LaHood takes exception to AP article on road stimulus job locations
By this summer, DOT Secretary Ray LaHood wrote, Americans won’t be able to drive down the street without seeing people working at good-paying jobs. (Associated Press)
By LYNDON FINNEY
The Trucker Staff
5/11/2009
WASHINGTON — Secretary of Transportation Ray LaHood this afternoon took exception to an Associated Press article that reported that counties suffering the most from job losses stand to receive the least help from President Barack Obama's plan to spend billions of stimulus dollars on roads and bridges.
“I was disappointed to read today that the Associated Press does not believe that the Recovery Act is doing a good job creating work for Americans who are unemployed. Nothing could be further from the truth,” LaHood wrote in his blog on the DOT’s Web site.
“At the DOT, we have $48 billion to rebuild roads, bridges, highways, airport runways, ports and transit projects,” LaHood wrote. “And we have already signed off on transportation projects in all 50 states. Just 12 weeks after President Obama signed the American Recovery and Reinvestment Act into law, we have approved 2,800 road projects and another 300 airport projects.”
LaHood said that amounted to over $10 billion “out the door and countless Americans going back to work.”
By this summer, LaHood wrote, Americans won’t be able to drive down the street without seeing people working at good-paying jobs.
He attributed those jobs to the Recovery Act money.
“Unfortunately, the AP’s analysis is misguided,” LaHood said. “Its reporters looked at 5,500 transportation projects from state lists and concluded that the transportation money is going to counties with low unemployment.
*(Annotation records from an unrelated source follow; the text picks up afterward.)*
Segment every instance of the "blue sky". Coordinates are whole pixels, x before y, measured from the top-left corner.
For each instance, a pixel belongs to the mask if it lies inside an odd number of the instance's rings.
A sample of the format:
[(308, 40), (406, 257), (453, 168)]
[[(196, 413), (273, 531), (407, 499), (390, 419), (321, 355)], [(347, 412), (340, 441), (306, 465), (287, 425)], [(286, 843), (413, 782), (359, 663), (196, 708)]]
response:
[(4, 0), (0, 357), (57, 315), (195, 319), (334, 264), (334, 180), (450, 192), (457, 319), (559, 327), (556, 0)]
But until the states make a request and the experts at the DOT certify that a project meets the criteria for Recovery dollars, those lists are not the final word.
“Basically, their (the Associated Press’) work amounts to nothing more than an academic exercise.”
For people who are out of work and at risk of losing their jobs, this construction work is a godsend, LaHood said he believed.
“Sadly, unemployed workers can be found all over our nation in these difficult economic times — even in counties that don’t have the highest unemployment rates,” the secretary wrote
“Governmental boundaries are often arbitrary, and workers know that,” LaHood noted. “People who work construction jobs often drive to wherever they can find work in a metropolitan area or region. Our idea is to drive down unemployment, period.”
LaHood said he told Brett Blackledge, the Associated Press writer who authored the story, about a recent trip he took to New Hampshire for a groundbreaking on highway 101.
“I shook hands with men and women who are going back to work thanks to the Recovery Act,” LaHood said. ”One man told me that he drives all over New England for construction jobs. Another said he is the father of four children and was unemployed until this project began. Now that he has this job, he will be commuting from Wolfeboro.
“Unfortunately, Brett didn’t think it was worth quoting me when I told him that the point of the program is to put people to work. And that’s something I’m proud of.”